Seorang sarjana keamanan internasional di Universitas Qatar mengatakan satu kalimat setelah server Amazon terbakar, yang menurut penulis cukup tepat:
"Kerangka keamanan ini dirancang untuk pengelolaan rantai pasokan dan penentuan posisi politik, keamanan fisik tidak pernah ada dalam agenda".
Cerita yang diceritakan cloud computing selama sepuluh tahun adalah elastisitas, redundansi, desentralisasi. Tapi server adalah bangunan yang memiliki alamat, memiliki dinding, atap, dan koordinat. Chip Anda secanggih apa pun, server yang dibom ya hancur.
"Cloud" adalah metafora, server bukan.
AI terlihat virtual, berjalan di dalam kode, melayang di awan. Tapi kode berjalan di chip, chip dipasang di server, server dibangun di atas bumi.
Siapa yang Melindungi AI?
Server Amazon kali ini, bisa dibilang kena imbas, atau kalau dipikir positif, bisa dibilang salah sasaran.
Tapi bagaimana next time?
Dalam situasi konflik geopolitik global yang semakin intensif, jika server Anda menjalankan model AI yang membantu lawan mengidentifikasi target, lawan tidak punya alasan untuk tidak menganggap server Anda sebagai fasilitas militer.
Masalah ini, hukum internasional juga tidak punya jawaban.
Hukum perang yang berlaku memiliki ketentuan untuk "fasilitas dual-use sipil-militer", tetapi pasal itu ditulis untuk pabrik dan jembatan, tidak ada yang memikirkan pusat data.
Sebuah server, siang hari membantu bank menjalankan transaksi, malam hari membantu militer menjalankan analisis intelijen, lalu itu dianggap sipil atau militer?
Di masa damai, pemilihan lokasi pusat data mempertimbangkan latency, harga listrik, insentif kebijakan... Saat perang datang, semua itu tidak penting lagi, yang penting adalah seberapa jauh server Anda dari pangkalan militer terdekat.
Jadi, pemboman ini membuat perhatian semua orang mulai beralih.
Dulu, semua orang membahas kecemasan yang sama, yaitu apakah AI akan menggantikan pekerjaan saya; tetapi tidak ada yang membahas masalah lain:
Sebelum AI menggantikan Anda, seberapa rentankah AI itu sendiri?
Satu konflik regional, membuat node Timur Tengah penyedia layanan cloud terbesar di dunia lumpuh seharian; itu baru satu server.
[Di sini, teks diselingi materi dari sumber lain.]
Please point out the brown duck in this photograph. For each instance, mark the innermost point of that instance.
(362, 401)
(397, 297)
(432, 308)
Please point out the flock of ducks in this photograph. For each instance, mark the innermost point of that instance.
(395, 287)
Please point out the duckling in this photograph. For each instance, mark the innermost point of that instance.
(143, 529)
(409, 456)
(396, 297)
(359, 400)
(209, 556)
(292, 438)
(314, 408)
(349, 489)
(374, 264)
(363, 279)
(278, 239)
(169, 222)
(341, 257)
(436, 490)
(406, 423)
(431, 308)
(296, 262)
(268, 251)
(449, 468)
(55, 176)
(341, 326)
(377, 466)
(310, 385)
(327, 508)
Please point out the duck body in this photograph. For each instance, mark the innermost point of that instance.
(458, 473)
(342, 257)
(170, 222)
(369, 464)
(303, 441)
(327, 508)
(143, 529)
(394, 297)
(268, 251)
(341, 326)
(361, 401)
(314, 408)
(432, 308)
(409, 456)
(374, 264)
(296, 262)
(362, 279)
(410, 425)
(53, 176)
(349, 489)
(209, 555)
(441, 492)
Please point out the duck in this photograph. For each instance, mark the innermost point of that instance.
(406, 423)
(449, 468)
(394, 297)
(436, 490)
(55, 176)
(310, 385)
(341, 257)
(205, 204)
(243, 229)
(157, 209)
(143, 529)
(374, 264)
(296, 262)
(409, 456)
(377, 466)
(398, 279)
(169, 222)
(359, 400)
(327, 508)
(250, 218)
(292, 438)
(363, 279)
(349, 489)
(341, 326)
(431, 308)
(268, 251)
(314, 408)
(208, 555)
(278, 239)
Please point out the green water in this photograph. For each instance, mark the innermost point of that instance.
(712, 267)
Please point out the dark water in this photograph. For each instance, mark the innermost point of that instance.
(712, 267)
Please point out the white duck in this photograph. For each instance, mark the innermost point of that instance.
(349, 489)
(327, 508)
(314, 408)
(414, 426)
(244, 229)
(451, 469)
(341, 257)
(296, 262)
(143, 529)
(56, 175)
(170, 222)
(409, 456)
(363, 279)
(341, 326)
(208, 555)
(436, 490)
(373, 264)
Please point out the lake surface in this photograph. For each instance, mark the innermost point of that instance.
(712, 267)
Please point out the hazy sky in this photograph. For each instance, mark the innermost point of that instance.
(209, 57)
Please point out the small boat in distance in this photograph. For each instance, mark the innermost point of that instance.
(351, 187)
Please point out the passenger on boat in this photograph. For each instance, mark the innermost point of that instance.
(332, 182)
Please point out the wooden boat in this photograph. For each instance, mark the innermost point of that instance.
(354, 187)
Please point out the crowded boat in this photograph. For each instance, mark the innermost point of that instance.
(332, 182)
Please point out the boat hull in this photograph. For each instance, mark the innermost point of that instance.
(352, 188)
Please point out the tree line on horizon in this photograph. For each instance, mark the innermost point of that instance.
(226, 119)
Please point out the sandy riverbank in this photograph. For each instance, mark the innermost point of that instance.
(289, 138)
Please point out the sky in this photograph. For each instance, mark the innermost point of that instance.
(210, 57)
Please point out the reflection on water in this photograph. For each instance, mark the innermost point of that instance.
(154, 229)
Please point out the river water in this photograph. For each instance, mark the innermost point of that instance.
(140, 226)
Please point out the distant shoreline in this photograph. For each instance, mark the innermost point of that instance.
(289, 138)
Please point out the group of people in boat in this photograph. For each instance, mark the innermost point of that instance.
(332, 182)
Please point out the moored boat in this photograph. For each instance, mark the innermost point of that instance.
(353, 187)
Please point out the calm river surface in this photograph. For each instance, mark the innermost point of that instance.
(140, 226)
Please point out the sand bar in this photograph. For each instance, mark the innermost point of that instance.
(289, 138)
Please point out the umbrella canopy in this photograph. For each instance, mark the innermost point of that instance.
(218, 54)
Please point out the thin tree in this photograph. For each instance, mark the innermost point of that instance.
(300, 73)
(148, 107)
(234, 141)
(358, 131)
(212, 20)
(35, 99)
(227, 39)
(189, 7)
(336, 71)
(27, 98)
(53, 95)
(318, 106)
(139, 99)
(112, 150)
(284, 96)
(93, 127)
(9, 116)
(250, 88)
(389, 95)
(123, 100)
Di seluruh dunia sekarang ada hampir 1300 pusat data skala sangat besar, dan 770 lagi sedang dibangun. Server-server ini menelan semakin banyak listrik, air, dan uang, dan juga menanggung semakin banyak hal—tabungan Anda, riwayat medis Anda, pesanan makanan Anda, bahkan intelijen militer suatu negara...
Tapi solusi untuk melindungi server-server ini, sampai hari ini mungkin masih sistem pemadam kebakaran dan generator cadangan.
Ketika AI menjadi infrastruktur dasar sebuah negara, keamanannya bukan lagi urusan satu perusahaan. Siapa yang melindungi AI? Penyedia cloud? Pentagon AS? Atau sistem pertahanan udara Uni Emirat Arab?
Masalah ini tiga hari lalu masih berupa pertanyaan teoritis. Sekarang tidak lagi.
AI berada dalam jangkauan meriam. Sebenarnya bukan hanya AI. Di era ini, apa yang tidak berada dalam jangkauan meriam?